Für mich ist das eine der besten Geschichte, die ich hier je gelesen habe.
Man könnte als Kritik anführen, dass es einen stärkeren Außenplot bräuchte, um Leser, die nur drüber lesen wollen, stärker in die Geschichte hineinfallen zu lassen, aber naja … ich find die Geschichte einfach so wie sie ist, verdammt gut, vielleicht weil auch 50% davon nur in meinem Kopf da sind und da fühlen sie sich sehr wohl. Vielleicht les ich bei so einer Geschichte nicht nur das, was da steht, sondern noch mehr, aber – ist das nicht das, warum man überhaupt liest?

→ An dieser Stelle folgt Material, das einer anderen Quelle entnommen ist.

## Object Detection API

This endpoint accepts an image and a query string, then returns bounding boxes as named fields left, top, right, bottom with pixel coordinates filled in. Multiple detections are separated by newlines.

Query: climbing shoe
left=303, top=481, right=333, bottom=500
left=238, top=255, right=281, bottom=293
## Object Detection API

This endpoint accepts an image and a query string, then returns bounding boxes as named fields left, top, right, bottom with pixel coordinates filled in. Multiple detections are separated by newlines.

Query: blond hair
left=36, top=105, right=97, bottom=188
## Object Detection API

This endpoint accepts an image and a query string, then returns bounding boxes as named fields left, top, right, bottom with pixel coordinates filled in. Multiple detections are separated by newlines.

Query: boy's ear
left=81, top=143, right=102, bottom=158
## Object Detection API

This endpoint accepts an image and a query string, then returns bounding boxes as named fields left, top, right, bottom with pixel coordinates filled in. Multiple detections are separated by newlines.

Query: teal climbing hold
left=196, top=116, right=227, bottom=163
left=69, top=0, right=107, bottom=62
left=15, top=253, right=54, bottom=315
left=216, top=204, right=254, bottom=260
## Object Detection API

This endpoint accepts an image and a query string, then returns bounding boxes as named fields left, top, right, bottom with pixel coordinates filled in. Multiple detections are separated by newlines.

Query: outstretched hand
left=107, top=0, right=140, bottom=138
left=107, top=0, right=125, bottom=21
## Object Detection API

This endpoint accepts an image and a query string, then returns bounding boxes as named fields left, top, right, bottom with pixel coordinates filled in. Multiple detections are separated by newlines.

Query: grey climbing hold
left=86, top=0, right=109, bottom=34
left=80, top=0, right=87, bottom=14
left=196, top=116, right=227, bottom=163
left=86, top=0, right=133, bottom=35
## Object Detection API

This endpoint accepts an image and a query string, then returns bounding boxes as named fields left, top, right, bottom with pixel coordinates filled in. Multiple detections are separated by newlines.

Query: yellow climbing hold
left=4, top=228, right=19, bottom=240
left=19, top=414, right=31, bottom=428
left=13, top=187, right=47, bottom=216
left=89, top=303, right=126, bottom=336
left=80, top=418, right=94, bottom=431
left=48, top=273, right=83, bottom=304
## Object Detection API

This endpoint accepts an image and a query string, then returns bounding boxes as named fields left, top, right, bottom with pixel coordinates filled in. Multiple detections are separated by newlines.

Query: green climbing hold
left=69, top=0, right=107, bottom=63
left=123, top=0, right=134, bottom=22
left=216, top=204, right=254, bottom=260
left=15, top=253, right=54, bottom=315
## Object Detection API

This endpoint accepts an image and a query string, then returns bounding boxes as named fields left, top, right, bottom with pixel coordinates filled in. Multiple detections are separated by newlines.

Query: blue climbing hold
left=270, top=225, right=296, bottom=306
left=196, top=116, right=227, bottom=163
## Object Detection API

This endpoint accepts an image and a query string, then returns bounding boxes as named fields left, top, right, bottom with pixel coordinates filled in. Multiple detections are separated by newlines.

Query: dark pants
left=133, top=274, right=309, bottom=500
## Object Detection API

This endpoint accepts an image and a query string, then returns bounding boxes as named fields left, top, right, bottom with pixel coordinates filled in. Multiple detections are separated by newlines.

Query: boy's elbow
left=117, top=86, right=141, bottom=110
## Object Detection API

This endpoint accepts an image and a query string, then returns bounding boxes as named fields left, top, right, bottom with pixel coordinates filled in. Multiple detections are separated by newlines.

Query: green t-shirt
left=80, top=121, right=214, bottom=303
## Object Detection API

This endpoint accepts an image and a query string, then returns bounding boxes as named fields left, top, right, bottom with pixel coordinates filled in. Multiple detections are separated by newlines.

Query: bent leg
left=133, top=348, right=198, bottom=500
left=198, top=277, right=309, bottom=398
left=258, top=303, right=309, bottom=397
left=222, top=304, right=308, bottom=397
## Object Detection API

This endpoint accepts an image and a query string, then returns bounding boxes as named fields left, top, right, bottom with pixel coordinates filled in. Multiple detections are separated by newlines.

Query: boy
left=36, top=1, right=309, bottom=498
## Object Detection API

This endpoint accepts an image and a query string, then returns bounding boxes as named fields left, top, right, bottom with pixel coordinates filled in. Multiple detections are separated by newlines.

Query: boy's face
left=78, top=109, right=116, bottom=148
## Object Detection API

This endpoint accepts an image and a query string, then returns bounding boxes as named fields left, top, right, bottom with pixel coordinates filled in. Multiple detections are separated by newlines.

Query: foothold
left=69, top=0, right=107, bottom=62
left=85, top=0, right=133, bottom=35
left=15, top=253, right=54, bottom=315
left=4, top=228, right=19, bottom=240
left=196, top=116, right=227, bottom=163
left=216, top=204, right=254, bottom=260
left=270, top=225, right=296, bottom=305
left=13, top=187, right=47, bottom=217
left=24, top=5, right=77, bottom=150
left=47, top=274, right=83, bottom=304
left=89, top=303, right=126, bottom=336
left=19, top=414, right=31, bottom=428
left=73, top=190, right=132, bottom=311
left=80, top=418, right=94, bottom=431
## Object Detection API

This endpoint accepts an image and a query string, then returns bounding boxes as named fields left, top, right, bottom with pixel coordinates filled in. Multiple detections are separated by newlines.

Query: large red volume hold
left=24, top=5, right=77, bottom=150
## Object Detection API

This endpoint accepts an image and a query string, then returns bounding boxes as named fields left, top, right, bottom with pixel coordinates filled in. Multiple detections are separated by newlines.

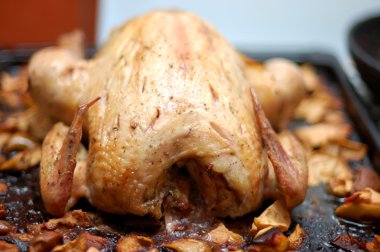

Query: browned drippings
left=0, top=166, right=379, bottom=251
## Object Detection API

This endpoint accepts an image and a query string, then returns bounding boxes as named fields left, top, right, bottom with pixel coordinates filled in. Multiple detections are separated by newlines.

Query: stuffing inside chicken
left=28, top=10, right=308, bottom=218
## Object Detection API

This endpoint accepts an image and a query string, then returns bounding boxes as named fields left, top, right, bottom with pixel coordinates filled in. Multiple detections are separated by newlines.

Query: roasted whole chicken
left=28, top=10, right=308, bottom=218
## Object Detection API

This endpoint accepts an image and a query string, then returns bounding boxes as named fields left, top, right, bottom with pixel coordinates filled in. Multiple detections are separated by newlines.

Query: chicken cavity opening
left=162, top=160, right=229, bottom=233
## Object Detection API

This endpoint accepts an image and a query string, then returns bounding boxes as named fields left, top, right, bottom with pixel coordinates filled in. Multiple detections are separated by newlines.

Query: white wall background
left=97, top=0, right=380, bottom=65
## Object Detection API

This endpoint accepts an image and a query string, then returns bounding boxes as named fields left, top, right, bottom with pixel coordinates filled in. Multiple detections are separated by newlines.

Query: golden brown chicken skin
left=28, top=10, right=307, bottom=218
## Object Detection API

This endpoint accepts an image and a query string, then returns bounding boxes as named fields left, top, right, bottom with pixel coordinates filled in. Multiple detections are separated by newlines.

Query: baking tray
left=0, top=50, right=379, bottom=251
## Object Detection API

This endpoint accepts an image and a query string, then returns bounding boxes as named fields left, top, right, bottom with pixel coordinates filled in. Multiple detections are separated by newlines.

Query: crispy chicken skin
left=29, top=10, right=307, bottom=218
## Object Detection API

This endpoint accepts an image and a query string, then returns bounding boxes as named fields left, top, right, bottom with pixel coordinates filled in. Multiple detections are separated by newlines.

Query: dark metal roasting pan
left=0, top=50, right=379, bottom=251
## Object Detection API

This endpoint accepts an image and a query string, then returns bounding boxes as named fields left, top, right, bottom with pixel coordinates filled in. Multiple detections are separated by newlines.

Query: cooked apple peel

Großes Kompliment für die Geschichte
Quinn

 

Hey Moechtegern,

also ich weiss auch nicht, warum ich so lange um die Geschichte rumgeschlichen bin, ohne sie ueberhaupt anzulesen. Weil sie in SciFi steht? Weil die Kommentatoren verwirrt waren? Weil mir Deine letzte Geschichte mit der Frau und dem aPhone nicht so gut gefallen hat? Egal. Jetzt hab ich sie gelesen und hab mich echt darueber gefreut. Also die Grundidee ist schonmal sehr sehr clever. Ob ich auch ohne die Kommentare verstanden haette, worum es da geht? Ich behaupte einfach mal: ja. Warum sollte das Alabasterei sonst so prominent am Ende stehen. Da macht man sich als Leser doch auf die Suche, wenn da was so rumsteht. Und es gibt ja auch vorher Hinweise.
Was mir aber am besten gefallen hat, da muss ich Quinn recht geben, ist die Kinderstimme. Weil das echt schlimm und peinlich ist, wenn die schief gehen. Das geschieht m.E. vor allem, wenn man da in die Niedlichkeitsfalle tapst. Dein Kind ist nicht niedlich, sondern ziemlich trocken und pragmatisch - wie Kinder oft so sind. Ist auch lustig, wie er sich mit seinen dumm-gutmuetigen Eltern rumschlaegt. Natuerlich ist das auch keine "authentische" Kinderstimme. Das ist alles zu clever, zu sarkastisch, zu praezise getimt (wie schreibt man das, sieht komisch aus). Ist aber ziemlich wurscht, wenn es sich cool liest. Und es ist ja nunmal eh kein Durchschnittskind.

Also doch, sehr schoene Geschichte, originell und gut gemacht und damit zurecht empfohlen.